Lecture by Metropolitan Kallistos of Diokleia
The beauty that is the world’s salvation is indeed the uncreated beauty that shines forth on Tabor
The transfiguration of Christ
and the suffering of the world
1. The challenge of Ivan Karamazov.
Let us begin this afternoon with the question that Ivan Karamazov puts to his brother Alyosha in Fyodor Dostoevsky’s masterwork The Brothers Karamazov. “Suppose,” says Ivan, “that you are creating the fabric of human destiny, with the object of making people happy at last and giving them peace and rest, but that in order to do this it is necessary to torture a single tiny baby… and to found your building on its tears. Would you agree to undertake the building on that condition?”. To this Aloysha replies: “No, I wouldn’t.”

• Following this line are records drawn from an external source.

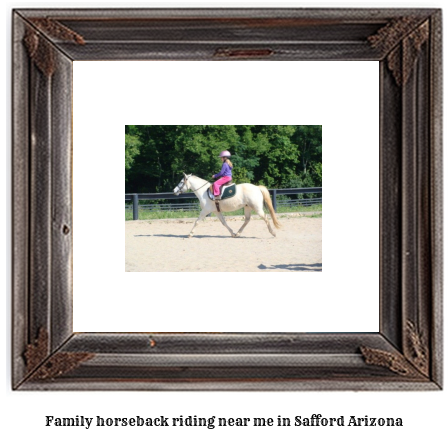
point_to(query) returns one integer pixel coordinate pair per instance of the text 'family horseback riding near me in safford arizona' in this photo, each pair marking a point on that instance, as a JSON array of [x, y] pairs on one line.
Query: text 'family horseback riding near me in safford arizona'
[[216, 421]]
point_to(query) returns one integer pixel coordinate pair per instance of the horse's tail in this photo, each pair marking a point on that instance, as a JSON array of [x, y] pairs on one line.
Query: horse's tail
[[268, 203]]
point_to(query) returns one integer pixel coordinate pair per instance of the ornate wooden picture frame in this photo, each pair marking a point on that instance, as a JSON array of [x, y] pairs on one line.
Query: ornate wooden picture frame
[[406, 353]]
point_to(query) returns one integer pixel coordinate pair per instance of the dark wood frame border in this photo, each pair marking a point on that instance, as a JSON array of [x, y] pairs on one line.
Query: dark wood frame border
[[406, 354]]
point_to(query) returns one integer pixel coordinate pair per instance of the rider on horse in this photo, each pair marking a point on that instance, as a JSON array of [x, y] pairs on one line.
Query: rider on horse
[[225, 175]]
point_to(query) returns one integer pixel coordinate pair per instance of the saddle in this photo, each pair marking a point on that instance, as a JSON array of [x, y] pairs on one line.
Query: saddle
[[228, 190]]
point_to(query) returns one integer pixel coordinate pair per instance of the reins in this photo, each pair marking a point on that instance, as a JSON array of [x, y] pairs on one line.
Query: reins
[[186, 179]]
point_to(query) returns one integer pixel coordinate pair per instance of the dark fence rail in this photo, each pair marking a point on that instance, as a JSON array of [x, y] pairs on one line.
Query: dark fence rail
[[135, 197]]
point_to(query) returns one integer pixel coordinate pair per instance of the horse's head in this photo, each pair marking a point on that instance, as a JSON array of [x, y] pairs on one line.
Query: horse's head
[[183, 186]]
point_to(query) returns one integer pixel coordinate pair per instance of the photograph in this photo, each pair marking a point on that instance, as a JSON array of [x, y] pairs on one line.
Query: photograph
[[191, 188], [169, 327]]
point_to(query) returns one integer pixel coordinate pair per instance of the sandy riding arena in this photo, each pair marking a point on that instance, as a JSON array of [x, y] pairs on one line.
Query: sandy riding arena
[[163, 246]]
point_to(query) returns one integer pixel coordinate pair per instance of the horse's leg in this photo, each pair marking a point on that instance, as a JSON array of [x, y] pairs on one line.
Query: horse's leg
[[259, 210], [247, 211], [202, 216], [223, 221]]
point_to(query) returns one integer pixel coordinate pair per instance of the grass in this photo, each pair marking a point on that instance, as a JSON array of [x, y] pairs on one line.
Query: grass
[[316, 211]]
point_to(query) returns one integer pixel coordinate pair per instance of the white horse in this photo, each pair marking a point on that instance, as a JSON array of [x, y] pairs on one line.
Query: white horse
[[247, 195]]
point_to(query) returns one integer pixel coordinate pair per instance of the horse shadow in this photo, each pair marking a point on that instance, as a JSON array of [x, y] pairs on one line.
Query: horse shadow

If we wouldn’t agree to do this, then why apparently has God done so? How are we to reconcile the tragic mystery of innocent suffering, present everywhere in the world around us, with our faith in a God of love? What, then, is to be our response to Ivan Karamazov?
You will note that, bearing in mind the distinction made by Gabriel Marcel, among others, I spoke just now about the “mystery” rather than the “problem” of evil and innocent suffering. A problem is an intellectual puzzle, a conundrum, which can be deciphered through clear thinking and logical acumen. But evil and innocent suffering, as a mystery, cannot be explained simply through rational argumentation. A mystery is something that has to be changed by action in order for it to become transparent to thought; something that can be resolved, if at all, only through personal experience, personal participation and compassion. We cannot begin to understand suffering unless we are directly involved in it.
Such precisely is the meaning of the crucifixion: God in Christ is victorious over evil because in His own person He suffers to the full all its consequences, without any reservation whatsoever. Vincit qui patitur. Our God is an involved God: “Having loved His own who were in the world, He loved them to the utmost” (John 13:1).
Approaching this mystery of suffering and evil, seeking to add to Alyosha’s brief and enigmatic reply, let us recall the words found in another of Dostoevsky’s novels, The Idiot: “Beauty will save the world.” We shall not begin to understand suffering without being involved in it; but we are not to allow such involvement to make us forget the presence, within this fallen world, of divine and saving Beauty. What, then, does beauty tell us about the salvation of the world? Are Dostoevsky’s words simply escapist? When we watch a child in Africa dying of starvation, or see a hostage tortured and shot in Iraq, what sense does it make to speak of “beauty”? Or has Dostoevsky offered us a vital clue?
The supreme occasion on which the divine Beauty has been revealed to humankind is the transfiguration of Christ on mount Tabor. As the Orthodox Church affirms in one of the hymns at Vespers for the feast:
Transfigured today upon Mount Tabor before the disciples,
In His own person He showed them human nature
Arrayed in the original beauty of the image.
What light, then, is shed upon the mystery of suffering by the divine beauty of the Christ transfigured? What kind of connection is there between the glory of Mount Tabor and the world’s anguish and despair?